Internship Report > Worklog - AWS Learning Journey > Week 10 - Transfer Learning, BERT & T5 > Day 50 - Fine-Tuning Practice

Day 50 - Fine-Tuning Practice

Date: 2025-11-14 (Friday)
Status: “Done”

Fine-Tuning Recipes

Today focuses on practical knobs: which layers to freeze, how to schedule learning rates, and how to evaluate transfer setups.

Freezing vs.
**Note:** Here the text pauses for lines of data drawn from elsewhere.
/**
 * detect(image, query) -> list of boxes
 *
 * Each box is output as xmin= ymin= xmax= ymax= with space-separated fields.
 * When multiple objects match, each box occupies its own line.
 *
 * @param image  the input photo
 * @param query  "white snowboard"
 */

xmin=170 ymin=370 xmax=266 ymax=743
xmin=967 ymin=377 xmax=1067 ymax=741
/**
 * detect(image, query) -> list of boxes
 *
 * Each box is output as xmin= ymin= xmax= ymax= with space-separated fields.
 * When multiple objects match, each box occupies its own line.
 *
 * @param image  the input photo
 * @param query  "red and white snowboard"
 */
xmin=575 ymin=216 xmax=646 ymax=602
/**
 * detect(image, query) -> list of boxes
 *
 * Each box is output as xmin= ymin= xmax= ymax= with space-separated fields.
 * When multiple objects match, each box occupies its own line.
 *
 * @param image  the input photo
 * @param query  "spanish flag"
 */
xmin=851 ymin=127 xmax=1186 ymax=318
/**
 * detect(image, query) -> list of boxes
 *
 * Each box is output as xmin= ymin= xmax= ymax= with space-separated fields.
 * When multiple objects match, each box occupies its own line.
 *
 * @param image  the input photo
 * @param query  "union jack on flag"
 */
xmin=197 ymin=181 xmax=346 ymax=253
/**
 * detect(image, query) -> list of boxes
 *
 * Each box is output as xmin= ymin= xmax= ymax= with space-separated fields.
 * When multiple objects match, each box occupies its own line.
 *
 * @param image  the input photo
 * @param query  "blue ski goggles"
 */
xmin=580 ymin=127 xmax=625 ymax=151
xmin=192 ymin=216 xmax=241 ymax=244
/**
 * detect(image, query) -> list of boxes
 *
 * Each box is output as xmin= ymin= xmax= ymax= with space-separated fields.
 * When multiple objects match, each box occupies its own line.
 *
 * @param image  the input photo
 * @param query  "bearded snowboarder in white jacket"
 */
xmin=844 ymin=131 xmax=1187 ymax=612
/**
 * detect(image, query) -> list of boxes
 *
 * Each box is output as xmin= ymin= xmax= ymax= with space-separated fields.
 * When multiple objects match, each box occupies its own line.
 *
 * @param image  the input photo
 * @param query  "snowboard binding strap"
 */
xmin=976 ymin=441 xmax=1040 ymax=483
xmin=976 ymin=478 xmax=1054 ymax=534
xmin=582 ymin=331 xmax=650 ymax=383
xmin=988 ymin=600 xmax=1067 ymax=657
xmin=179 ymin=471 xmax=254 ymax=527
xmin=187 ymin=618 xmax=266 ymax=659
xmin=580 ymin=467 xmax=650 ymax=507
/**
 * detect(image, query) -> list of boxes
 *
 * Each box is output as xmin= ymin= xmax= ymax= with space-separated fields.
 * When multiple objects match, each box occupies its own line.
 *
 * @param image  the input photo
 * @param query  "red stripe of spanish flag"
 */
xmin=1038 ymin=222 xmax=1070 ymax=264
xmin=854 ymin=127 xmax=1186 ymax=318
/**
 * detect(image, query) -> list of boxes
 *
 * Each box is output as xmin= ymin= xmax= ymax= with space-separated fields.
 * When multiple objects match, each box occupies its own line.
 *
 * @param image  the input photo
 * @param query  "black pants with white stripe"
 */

Training

Freeze lower layers when data is small or domain is close to pre-training.
Unfreeze progressively (top -> bottom) if accuracy plateaus.
Add a task-specific head (classification, span QA, seq2seq) and start there.

Hyperparameter Basics

Learning rate: 1e-5 to 3e-5 for full encoder; slightly higher if mostly frozen.
Warmup steps: ~5% to 10% of total steps to stabilize early training.
Max sequence length: match task; chunk long docs for QA.

Evaluation Loop

Track loss + task metrics (EM/F1 for QA, ROUGE for summarization, accuracy/F1 for classification).
Early stop on dev set; keep best checkpoint, not just last.
Compare feature-based baseline vs. full fine-tune for a small subset.

Deployment Considerations

Distill or quantize for latency if accuracy holds.
Cache tokenizer and truncation rules to avoid drift between train and serve.
Log prompts/inputs to debug closed-book vs. context-based behaviors.

Practice Targets for Today

Run (or plan) a small grid: learning rate, freezing strategy, max length.
Evaluate on a held-out set and record EM/F1 or ROUGE.
Decide post-training steps: distillation, quantization, or caching.